I'm an ERC student, and it was my first preference
The only reason can think why not to apply is simply that you'd have to live away from melbourne for 2 and a bit years of uni. Alot of people in medicine are concerned with prestige, and beleive an ERC based clinical education will be perceived as inferior to metropolitan. People also assume that bendigo and mildura are "crap" places to live.
This is mis-conception even held by students in the course, rural and metropolitan clinical students get the same marks, and do the same cirriculum.
An ERC spot gives you a unique opportunity to undertake a more hands on experience in a clinical environment.

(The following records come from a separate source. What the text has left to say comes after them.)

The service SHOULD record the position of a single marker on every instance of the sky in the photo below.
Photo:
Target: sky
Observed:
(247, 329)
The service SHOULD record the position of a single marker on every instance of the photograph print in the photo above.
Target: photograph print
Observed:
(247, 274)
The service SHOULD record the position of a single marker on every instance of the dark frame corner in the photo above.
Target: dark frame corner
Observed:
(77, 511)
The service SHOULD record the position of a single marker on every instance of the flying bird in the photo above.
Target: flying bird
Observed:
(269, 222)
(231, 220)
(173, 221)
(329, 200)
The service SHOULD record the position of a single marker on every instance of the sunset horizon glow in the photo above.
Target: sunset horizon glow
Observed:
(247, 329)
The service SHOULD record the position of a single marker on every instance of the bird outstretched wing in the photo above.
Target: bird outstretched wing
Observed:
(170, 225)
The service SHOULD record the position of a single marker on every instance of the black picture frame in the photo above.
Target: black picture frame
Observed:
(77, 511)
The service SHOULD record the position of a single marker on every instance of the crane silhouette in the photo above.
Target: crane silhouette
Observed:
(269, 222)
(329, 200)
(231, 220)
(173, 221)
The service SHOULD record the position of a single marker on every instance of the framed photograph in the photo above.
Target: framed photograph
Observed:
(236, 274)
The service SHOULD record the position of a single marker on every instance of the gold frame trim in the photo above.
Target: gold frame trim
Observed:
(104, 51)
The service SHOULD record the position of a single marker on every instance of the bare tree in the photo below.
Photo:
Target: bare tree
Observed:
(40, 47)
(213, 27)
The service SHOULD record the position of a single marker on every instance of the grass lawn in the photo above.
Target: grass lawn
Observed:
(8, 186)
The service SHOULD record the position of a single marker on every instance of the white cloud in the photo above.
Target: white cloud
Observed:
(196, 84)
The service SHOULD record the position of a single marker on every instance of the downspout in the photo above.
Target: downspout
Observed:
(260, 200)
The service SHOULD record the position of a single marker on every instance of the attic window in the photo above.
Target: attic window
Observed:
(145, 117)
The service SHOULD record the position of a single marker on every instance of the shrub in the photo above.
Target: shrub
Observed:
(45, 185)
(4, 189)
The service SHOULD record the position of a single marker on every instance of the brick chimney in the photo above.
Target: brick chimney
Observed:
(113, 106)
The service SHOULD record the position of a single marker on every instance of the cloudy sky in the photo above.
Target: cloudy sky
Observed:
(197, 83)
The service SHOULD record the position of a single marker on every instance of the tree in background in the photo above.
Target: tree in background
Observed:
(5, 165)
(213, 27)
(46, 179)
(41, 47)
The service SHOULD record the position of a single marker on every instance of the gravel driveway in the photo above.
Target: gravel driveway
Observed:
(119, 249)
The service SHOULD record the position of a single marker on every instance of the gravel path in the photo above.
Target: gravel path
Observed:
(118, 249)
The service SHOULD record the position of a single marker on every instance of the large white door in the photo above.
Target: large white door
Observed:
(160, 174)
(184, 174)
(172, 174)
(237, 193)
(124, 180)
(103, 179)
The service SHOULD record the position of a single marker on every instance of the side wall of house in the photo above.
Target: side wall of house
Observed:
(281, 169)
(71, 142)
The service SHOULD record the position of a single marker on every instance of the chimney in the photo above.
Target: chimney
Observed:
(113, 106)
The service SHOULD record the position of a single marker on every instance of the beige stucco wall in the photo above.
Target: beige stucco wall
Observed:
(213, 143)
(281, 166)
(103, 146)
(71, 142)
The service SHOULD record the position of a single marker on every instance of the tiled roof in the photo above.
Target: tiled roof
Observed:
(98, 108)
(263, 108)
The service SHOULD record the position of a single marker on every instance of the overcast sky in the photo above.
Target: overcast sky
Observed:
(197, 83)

There is a lower student/teacher ratio, as about 60 kids in year 3 go off to the alfred, and about 18 to bendigo. Bendigo is a town of about 100,000 people with a large base hospital. I recently visited the mildura base hospital during our rural week and was shown the range of services to learn from there such as renal, chemotherapy and surgery.

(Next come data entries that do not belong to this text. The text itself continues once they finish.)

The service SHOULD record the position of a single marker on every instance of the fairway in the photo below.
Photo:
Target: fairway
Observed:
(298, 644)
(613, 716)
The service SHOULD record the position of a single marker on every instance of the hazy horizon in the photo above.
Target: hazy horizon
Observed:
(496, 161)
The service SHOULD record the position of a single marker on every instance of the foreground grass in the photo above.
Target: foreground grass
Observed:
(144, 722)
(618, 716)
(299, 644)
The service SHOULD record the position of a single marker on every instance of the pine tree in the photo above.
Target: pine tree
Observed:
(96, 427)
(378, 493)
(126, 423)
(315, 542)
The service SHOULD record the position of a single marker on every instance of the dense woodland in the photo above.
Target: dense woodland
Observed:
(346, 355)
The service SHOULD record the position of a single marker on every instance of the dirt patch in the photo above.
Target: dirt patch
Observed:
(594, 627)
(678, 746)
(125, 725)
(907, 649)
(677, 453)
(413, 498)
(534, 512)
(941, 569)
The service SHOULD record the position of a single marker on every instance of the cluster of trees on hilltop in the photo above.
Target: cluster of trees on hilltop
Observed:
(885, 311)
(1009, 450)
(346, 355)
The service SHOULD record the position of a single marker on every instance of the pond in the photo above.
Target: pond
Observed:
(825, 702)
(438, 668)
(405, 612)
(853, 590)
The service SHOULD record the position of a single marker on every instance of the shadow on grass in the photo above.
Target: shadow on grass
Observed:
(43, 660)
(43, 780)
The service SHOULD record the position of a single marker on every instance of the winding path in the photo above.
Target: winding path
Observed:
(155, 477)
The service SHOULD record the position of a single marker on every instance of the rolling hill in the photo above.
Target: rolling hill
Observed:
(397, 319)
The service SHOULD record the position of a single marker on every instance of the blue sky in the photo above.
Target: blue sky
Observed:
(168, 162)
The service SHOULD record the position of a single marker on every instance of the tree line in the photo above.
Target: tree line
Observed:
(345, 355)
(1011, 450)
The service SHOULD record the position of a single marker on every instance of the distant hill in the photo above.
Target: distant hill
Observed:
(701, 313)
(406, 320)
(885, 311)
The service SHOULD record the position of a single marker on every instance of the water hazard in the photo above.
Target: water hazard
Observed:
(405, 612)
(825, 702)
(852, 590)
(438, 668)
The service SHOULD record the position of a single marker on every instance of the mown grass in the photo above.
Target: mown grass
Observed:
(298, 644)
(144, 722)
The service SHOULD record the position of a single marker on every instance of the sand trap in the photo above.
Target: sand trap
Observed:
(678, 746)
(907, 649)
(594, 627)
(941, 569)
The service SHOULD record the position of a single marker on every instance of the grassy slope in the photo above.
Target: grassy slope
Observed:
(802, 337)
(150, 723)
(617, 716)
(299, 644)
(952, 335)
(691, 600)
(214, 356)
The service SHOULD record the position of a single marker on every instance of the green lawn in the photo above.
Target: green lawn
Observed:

The question of whether or not to choose ERC basically comes down to your attitude about medicine. Rural placements give one an insight into the real deficiences in healthcare, while metropolitan patients complain about waiting times, rural patients are waiting for doctors to actually move there and provide some sort of health service. The ERC scheme does not mean you are bonded, nor do you have any other post graduate obligations, you are free to apply for a metropolitan internship.
The ERC scheme brings an additional level to your education, it is not meant as a backup, if you won't enjoy it, don't apply for it, there are other people who will. There are some year one students who only had erc as a back-up and were hoping that there place got "upgraded". Once you take an ERC spot, you can't transfer schemes, you'll be in the ERC until you graduate.